Hi, Ewan:
On 07/12/2013 09:30 PM, Ewan Milne wrote:
On Fri, 2013-07-12 at 13:54 +0800, Ren Mingxin wrote:
I'm wondering how do you test, with a special hardware or self-made
module?Would you mind pasting your test method() and result?
This was tested in a SAN environment with an EMC Symmetrix and
Brocade FC switches. The error was injected by the following
commands:
portcfg rscnsupr<port> --enable
portdisable<port>
Where<port> is the FC port of the Symmetrix target.
Multipath is used and the test records how long I/O from userspace
takes to complete after the error handling stops and the I/O is
retried on another path.
What happens is that the target never responds to anything the
HBA sends, so commands and TMFs just timeout. The HBA doesn't
see link down (since it is the target port) and doesn't get an
RSCN. When the HBA is finally reset, however, it can't login
to the target port and so further I/O gets an immediate error.

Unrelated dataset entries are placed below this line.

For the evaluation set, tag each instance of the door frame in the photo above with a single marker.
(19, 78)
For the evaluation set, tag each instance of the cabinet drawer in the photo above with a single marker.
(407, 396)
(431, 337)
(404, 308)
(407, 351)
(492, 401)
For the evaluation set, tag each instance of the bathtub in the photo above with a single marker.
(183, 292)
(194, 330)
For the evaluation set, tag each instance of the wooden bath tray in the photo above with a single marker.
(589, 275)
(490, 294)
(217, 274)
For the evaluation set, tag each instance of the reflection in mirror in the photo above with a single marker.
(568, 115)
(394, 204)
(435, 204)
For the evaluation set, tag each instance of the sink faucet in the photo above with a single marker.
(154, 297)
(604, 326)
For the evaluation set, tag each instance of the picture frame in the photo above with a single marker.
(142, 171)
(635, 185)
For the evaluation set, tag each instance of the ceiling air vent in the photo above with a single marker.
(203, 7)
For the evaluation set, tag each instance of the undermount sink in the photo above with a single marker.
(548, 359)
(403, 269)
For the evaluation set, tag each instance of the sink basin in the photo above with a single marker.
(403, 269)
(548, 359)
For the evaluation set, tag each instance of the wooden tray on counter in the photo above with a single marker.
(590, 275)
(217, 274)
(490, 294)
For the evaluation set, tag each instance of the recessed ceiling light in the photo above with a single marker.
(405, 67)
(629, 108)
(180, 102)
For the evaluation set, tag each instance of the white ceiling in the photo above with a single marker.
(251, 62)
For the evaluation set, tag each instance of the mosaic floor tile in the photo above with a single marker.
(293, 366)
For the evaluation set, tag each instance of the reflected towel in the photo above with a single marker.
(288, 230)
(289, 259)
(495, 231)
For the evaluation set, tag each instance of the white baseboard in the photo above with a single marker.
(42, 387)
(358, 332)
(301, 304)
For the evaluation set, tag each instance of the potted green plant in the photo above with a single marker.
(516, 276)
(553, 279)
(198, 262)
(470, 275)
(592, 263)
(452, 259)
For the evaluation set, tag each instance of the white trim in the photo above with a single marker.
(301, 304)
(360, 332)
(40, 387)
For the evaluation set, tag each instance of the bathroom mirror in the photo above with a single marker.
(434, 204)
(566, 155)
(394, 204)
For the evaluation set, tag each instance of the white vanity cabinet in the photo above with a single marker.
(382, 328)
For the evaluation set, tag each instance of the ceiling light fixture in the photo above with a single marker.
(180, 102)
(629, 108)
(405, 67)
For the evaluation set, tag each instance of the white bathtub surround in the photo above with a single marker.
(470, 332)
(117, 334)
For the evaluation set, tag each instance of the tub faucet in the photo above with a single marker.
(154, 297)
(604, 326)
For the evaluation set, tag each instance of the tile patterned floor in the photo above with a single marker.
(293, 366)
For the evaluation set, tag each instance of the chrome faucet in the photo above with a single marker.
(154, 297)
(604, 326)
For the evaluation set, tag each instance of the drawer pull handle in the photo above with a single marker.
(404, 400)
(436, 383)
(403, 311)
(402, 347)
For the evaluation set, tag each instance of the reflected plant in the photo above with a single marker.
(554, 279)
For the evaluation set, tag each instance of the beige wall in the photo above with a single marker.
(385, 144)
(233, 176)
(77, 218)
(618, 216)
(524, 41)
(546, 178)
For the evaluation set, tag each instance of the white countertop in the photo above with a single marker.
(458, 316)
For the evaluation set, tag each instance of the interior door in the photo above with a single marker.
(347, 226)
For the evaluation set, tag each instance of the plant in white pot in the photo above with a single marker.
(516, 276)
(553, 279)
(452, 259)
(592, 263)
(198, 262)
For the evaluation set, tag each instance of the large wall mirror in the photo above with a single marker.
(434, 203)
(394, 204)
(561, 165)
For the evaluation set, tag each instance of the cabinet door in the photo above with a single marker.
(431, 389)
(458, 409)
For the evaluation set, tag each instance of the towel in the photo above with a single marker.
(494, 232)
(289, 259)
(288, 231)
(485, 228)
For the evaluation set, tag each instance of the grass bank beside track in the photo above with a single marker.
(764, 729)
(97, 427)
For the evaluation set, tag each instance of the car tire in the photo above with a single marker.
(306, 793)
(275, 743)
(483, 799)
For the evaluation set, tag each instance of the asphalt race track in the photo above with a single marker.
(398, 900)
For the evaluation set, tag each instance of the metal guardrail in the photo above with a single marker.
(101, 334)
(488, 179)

Unfortunately, not all SAN environments will exhibit the failing
behavior -- it appears as if in some cases the HBA detects the
problem regardless of the switch portcfg setting. But this has
been verified to solve the problem of seemingly endless EH
activity in testing at a large customer site.
Thanks in advance for your explanations in detail. I've been able to
reproduce only with this patchset.
Also, to be clear, we tested with the "Limit overall SCSI EH
runtime" patchset but not the "New EH command timeout handler".
I think the changes to issue the abort in the timeout handler
are a good idea, though, because there really is no need to
wait for all activity on the host to cease before issuing the
abort as far as I can see.
Hmm, agree with you. It is much better to issue aborts without
waiting, which can shorten the timeout handling time.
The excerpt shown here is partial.